Archive for the 'Public Art' Category

B.N.E.

Check out this story about B.N.E in the NY Times today, forwarded by the tallest ninja in the sticker posse, Grant Cornwell.

From the article: “Peter F. Vallone Jr., of Queens, chairman of the City Council’s Public Safety Committee, condemned the show. ‘This isn’t even someone who’s decided to go legitimate,’ he said. ‘This is an unrepentant criminal who has cost honest taxpayers a lot of money, and he’s profited from it’.”  Sorry, Pete!!
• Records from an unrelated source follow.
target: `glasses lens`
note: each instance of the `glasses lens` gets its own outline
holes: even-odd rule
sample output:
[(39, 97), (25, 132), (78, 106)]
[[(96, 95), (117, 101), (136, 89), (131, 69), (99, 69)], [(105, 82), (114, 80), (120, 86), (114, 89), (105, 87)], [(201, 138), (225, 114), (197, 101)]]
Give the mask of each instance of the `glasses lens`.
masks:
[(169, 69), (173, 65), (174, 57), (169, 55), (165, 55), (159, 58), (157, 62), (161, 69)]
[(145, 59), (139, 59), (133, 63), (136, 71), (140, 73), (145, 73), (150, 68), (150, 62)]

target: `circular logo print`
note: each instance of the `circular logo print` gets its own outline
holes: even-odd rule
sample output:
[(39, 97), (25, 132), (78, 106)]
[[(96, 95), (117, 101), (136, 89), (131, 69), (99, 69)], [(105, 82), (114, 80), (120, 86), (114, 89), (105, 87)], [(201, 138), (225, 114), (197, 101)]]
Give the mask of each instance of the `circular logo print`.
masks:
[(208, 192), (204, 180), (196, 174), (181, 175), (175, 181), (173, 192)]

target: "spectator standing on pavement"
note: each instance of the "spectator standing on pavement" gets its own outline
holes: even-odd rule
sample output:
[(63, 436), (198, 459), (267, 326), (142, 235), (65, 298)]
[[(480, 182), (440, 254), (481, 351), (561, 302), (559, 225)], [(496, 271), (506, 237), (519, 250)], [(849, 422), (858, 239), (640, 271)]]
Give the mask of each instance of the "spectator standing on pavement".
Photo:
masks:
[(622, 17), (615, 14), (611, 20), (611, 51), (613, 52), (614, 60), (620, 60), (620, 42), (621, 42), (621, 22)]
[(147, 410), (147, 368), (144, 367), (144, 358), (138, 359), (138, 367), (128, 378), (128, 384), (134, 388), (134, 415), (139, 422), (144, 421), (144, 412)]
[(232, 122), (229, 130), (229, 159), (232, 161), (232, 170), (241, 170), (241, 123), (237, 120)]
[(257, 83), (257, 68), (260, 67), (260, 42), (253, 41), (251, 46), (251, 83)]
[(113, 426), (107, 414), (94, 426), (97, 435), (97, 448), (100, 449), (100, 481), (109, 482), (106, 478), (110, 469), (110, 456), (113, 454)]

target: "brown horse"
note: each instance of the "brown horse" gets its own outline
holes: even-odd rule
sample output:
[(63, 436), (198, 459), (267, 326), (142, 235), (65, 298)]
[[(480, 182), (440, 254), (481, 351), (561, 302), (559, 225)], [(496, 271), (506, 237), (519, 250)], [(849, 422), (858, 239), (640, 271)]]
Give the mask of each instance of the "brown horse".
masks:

B.N.E. uses a “serious-looking Helvetica Neue Condensed.”  I just watched the film Helvetica a few days ago, which describes the way the font was developed 50 years ago and how it has been used in a variety of social contexts.  One person said, “Helvetica is the perfume of the city.”  I guess B.N.E. is having  love affair with the urban environment.

Metadata madness

After Kevin’s new sticker scans are loaded, I’ll need to figure out how to identify these sticker pranksters without repeating what others have done.  Others have done a lot.  A catalogue raisonne’ might do the trick.

I can’t do a catalogue raisonne’.  There are way too many out there, though everything I’ve seen is online.

Cedar Lewisohn’s STREET ART book is unparalled.  Check him out on Facebook.

More, more, more

Obama graphics everywhere.  Not sure if I love it or hate it.  No, I love it.  Here’s a poster from Smack Mellon’s inaugural ball.  Is SF asking for or making any money on these remixes?

smackmellon

JR public art project in Kenya

From the Wooster Collective:

Exciting news from our friend JR who emailed us just a few moments ago from Kibera, Kenya – on of the largest slums in all of Africa.

Today, after more than a year of planning, 2000 square meters of rooftops have been covered with photos of the eyes and faces of the women of Kibera. The material used is water resistant so that the photo itself will protect the fragile houses in the heavy rain season. The train that passes on this line through Kibera at least twice a day has also been covered with eyes from the women that live below it. With the eyes on the train, the bottom half of the their faces have be pasted on corrugated sheets on the slope that leads down from the tracks to the rooftops. The idea being that for the split second the train passes, their eyes will match their smiles and their faces will be complete.

This new work, by far JR’s most ambitious to date, can be seen from space and will be seen in Google Earth.